Steve Manskar at his blog, Wesleyan Leadership, wrote recently on prayer. He began by recounting the scene in the film Shadowlands where C.S. Lewis speaks to colleagues about his wife’s recent battle with cancer. It’s a beautiful scene and gives a profound statement on what Lewis believes about prayer: ‘In these many days of prayer at Joy’s bedside I have learned that my prayers do not change God; God changes me.’ Steve Manskar writes:
This scene has stayed with me over the years because it helps me understand more fully the nature and purpose of prayer. It also tells us about the importance of practice and what happens when we live with a practice over time.
Prayer is a means of grace. A “means of grace” is a practice, ritual, place, or object that provides access to grace, which is the power and presence of God. Prayer is a practice that opens our hearts to the power of God’s love that heals and forms our character, damaged by sin, into the image of Christ. In prayer we become available to God and God’s love.
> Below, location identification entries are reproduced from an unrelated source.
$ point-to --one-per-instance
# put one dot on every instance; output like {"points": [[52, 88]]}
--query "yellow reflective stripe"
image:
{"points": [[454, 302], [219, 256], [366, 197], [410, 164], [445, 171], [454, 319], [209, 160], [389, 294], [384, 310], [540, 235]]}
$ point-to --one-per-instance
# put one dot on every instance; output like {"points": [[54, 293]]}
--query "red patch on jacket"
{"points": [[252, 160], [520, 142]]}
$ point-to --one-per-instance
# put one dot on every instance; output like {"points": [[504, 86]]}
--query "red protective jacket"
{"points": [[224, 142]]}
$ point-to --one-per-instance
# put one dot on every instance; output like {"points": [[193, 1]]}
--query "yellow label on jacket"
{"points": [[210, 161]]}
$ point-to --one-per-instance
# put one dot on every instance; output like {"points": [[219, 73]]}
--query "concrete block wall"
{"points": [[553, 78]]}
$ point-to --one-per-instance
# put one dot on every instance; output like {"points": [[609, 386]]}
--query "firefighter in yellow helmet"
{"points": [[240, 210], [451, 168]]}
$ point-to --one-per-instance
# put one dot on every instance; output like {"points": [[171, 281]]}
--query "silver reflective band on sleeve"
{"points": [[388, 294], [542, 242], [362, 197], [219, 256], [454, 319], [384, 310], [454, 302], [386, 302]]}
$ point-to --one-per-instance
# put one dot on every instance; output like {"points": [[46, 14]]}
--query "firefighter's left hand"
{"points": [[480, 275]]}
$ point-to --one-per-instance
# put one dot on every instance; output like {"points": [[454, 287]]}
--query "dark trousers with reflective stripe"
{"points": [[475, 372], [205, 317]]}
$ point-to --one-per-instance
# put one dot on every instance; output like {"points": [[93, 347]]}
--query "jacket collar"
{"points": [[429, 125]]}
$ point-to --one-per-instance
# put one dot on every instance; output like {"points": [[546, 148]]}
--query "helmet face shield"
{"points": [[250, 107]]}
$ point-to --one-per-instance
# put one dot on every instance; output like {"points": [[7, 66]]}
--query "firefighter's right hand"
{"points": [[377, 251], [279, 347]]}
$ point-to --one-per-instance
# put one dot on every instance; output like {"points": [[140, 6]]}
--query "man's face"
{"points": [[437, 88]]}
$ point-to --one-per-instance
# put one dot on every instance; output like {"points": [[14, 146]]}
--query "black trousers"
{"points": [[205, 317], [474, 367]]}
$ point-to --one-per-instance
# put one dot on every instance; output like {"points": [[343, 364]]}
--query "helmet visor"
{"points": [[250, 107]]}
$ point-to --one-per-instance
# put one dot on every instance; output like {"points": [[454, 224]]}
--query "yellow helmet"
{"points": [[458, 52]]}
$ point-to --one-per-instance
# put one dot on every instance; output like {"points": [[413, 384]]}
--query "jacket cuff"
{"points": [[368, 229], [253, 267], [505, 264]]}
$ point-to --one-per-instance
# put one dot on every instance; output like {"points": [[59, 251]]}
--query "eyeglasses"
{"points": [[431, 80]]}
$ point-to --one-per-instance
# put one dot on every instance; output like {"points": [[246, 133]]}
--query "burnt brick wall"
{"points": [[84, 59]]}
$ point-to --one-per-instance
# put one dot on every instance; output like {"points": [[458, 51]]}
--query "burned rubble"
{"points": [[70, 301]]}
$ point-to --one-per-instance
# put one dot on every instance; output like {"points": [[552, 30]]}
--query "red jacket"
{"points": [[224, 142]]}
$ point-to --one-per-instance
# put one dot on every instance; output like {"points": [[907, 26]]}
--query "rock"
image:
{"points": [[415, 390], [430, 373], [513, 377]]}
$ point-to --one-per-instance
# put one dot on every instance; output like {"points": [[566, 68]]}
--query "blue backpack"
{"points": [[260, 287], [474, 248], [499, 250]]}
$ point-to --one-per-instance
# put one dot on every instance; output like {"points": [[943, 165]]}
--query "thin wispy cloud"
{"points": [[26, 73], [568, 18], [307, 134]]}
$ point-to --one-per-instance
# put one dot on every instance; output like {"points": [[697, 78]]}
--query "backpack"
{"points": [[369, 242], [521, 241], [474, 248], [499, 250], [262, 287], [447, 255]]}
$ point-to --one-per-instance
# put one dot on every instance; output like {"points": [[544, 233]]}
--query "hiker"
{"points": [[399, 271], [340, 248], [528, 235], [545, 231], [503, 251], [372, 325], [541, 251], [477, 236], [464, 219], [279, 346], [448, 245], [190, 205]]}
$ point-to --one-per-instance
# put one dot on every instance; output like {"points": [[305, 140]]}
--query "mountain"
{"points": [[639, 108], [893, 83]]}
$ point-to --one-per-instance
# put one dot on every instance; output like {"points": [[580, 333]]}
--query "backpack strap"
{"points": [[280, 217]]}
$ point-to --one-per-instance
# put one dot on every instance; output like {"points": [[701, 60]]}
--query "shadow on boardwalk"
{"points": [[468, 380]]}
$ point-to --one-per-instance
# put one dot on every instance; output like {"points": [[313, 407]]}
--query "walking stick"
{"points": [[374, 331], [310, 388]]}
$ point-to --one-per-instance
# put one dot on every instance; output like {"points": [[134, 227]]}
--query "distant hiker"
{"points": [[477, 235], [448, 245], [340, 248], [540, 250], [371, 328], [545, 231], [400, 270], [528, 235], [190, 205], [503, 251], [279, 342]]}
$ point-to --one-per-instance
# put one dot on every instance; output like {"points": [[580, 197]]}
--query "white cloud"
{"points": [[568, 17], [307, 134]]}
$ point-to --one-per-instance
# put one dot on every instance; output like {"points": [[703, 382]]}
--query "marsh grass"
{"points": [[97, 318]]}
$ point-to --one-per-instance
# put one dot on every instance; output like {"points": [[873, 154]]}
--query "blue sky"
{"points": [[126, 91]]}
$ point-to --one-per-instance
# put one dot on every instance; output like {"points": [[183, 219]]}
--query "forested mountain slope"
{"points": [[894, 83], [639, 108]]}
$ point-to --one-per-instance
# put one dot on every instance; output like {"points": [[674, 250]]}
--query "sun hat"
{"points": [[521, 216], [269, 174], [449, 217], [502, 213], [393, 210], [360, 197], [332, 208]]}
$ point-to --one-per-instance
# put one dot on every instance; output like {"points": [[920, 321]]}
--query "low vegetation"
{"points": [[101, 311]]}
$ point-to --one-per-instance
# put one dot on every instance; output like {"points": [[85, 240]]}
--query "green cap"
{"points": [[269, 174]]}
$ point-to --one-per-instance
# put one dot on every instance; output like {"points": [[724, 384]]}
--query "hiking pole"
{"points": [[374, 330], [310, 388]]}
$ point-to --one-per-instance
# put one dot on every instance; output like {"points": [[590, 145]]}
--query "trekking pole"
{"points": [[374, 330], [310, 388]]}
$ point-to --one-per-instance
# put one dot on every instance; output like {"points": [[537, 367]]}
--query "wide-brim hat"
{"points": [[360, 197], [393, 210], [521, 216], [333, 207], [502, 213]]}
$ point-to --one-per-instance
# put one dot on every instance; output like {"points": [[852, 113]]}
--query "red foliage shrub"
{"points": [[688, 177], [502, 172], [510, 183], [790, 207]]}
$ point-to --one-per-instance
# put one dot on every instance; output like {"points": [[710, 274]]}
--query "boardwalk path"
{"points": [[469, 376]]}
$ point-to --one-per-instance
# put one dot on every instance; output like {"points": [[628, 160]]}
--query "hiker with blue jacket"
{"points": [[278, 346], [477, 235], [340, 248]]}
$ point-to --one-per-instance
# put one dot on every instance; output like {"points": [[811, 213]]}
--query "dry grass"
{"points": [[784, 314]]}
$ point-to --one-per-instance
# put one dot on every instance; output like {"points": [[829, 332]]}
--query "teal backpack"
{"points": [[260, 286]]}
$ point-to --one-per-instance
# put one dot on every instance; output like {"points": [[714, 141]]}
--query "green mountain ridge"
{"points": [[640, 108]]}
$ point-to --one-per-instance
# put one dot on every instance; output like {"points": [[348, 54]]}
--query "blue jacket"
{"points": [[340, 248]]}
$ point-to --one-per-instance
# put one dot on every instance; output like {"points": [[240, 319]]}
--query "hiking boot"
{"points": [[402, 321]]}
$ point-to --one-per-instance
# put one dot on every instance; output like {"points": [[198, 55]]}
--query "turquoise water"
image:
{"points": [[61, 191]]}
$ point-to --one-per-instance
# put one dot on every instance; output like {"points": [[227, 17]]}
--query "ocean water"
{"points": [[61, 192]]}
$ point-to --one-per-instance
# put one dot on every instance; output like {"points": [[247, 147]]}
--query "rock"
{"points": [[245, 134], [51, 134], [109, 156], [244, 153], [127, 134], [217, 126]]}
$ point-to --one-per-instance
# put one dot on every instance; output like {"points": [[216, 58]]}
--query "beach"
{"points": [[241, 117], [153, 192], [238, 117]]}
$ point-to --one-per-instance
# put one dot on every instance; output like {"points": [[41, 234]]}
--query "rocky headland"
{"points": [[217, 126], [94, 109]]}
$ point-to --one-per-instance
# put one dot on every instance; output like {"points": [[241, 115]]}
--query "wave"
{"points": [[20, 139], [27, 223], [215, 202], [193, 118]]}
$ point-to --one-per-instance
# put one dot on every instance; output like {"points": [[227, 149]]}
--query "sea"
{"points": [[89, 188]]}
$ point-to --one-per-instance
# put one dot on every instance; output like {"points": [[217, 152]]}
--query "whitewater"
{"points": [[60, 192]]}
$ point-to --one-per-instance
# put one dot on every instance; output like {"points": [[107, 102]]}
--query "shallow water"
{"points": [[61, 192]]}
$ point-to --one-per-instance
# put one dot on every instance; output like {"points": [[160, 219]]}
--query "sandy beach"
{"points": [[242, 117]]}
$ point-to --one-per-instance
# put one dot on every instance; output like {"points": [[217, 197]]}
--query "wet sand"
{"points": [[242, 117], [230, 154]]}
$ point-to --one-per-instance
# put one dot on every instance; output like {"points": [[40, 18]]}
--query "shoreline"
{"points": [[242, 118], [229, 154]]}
I really don’t have a problem with what Rev. Manskar writes. I would actually say I agree with him. My practice sometimes is a view prayer as something as just me talking to God. If I am honest, probably the dryness in my prayer life is where I move away from opening myself to God and letting that be the only thing that matters.
Still there’s something that bothers me:
If my wife or one of my children were ill in hospital with little hope from doctors, I would not be praying that God would change me.
OK, maybe it isn’t proper to say that I am asking God to change, but I would certainly want something to change. If I ended up losing someone I love, I can’t say that I would be praising God for the way I have been changed. I remember someone whose father had died when they were young who told me that she had grown has a person and been made stronger – but she’d rather have her father back.
I can’t help but feel that however right C.S. Lewis (and Rev. Manskar) are, I sometimes wonder if it’s a little bit of a downgrading of prayer to turn and say that the main point is for God’s love to poured into us. Not because I think that’s not sufficient, but I always hear this in the context of this Shadowlands story. There seems to be a little bit of, ‘Well, if the person we pray for isn’t healed, then really that’s not what prayer is about.’ It doesn’t seem to convey the ‘cheekiness’ of Abraham bargaining with God or Moses telling God not to destroy the Israelites.
There seems a bit of a need for balance. On the same day as I read the above, Eddie Arthur, being the bible translator that he is, writes about our word choice in talking about praying for others. Eddie’s point only overlaps with Rev. Manskar’s and as far as I am aware, the two don’t know each other. Eddie writes:
I’ve always been slightly uneasy about the statement that prayer changes things. As far as I can see, prayer doesn’t change things; God changes things in answer to the prayers. It might seem a bit of a picky thing to say, but it is important. God is Sovereign and he chooses to act in response to our prayers – it isn’t that our prayers have some sort of magic property in and of themselves to change things. I suppose there is a sense in which the act of praying does change the person doing the praying, but that is rather a special case.
I like what Eddie says as well. Does it have to negate what Rev. Manskar says? I would be interested in hearing from anyone else on their thoughts. Yes, I want a life overflowing with God’s healing love in my soul, but I also want to know that I can beat down the doors of heaven should someone I love be in trouble and not have to stop and think about how this will change me.